3 bin dereceye dayanıklı paneller geliştiriyor
CES’in, havacılık ve savunma alanında faaliyet göstermek üzere önemli yatırımlar yapan bir kompozit firması olduğuna işaret eden Şentürk, havacılık, savunma ve özel uygulama kompozitlerinde farklı çözümler ürettiklerini söyledi.
Ürün gamında başta balistik ürünlerin yer aldığını belirten Şentürk, “Bunun yanı sıra kişisel koruma ekipmanları, kompozit başlıklar, göğüs plakaları, araç koruma sistemleri, zırhlı araçların içlerinde kullanılan Spall Liner, dışlarında kullanılan Add-On armorlar üretiyoruz. Helikopter ve gemilerde kullanılan balistik zırh çözümleri de sağlıyoruz.
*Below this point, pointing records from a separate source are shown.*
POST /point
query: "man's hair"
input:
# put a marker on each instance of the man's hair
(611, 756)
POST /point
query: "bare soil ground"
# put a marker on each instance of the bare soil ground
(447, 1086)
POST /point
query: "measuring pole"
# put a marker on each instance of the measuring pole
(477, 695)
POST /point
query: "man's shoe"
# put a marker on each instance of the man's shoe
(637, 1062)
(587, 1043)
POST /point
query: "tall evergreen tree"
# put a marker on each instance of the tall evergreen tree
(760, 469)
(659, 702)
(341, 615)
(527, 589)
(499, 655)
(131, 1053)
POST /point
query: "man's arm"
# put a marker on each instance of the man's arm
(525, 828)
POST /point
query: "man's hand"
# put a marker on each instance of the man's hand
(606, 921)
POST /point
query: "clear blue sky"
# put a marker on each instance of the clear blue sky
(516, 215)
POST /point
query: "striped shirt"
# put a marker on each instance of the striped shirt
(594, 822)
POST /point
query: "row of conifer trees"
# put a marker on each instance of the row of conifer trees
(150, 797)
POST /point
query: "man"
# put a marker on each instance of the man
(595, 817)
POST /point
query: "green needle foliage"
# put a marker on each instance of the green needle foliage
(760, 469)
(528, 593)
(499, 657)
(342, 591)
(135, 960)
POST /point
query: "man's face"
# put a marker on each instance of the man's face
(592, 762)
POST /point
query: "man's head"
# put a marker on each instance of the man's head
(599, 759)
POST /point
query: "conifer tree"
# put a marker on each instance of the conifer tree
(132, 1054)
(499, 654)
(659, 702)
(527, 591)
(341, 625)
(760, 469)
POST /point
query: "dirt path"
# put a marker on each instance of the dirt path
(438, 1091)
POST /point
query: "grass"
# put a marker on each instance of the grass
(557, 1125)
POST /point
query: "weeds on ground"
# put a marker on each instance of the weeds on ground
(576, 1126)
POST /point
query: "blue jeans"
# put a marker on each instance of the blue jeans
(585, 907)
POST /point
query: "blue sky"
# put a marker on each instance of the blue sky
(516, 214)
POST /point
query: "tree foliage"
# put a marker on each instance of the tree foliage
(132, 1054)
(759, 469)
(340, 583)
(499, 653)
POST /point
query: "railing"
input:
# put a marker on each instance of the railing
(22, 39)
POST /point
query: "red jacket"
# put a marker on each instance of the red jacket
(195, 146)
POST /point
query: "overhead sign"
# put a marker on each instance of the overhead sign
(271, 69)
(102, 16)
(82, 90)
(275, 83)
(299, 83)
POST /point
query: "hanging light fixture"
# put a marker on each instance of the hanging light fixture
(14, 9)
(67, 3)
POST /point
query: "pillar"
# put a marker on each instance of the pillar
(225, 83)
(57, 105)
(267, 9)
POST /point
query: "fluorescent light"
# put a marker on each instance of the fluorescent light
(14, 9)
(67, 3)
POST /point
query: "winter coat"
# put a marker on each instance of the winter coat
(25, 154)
Özel kompozit uygulamalarında radomlar, reflektif antenler, seçici geçirgen veya yansıtıcı yüzeyler üretiyoruz.
Büyük gemiler için radar kesitini azaltan top kupaları, 3 bin dereceyi aşan yüksek ısıya dayanıklı paneller ve roket lançerlerinde kullanılan özel paneller geliştiriyoruz. Otomotiv tarafında ise raylı sistemler için tren ve tramvayların iç ve dış trim parçalarını üretiyoruz. Genel olarak balistik, kişisel koruma, araç zırhlama, balistik cam çözümleri, havacılık ve savunma sektörlerine yönelik ürünler sunuyoruz” dedi.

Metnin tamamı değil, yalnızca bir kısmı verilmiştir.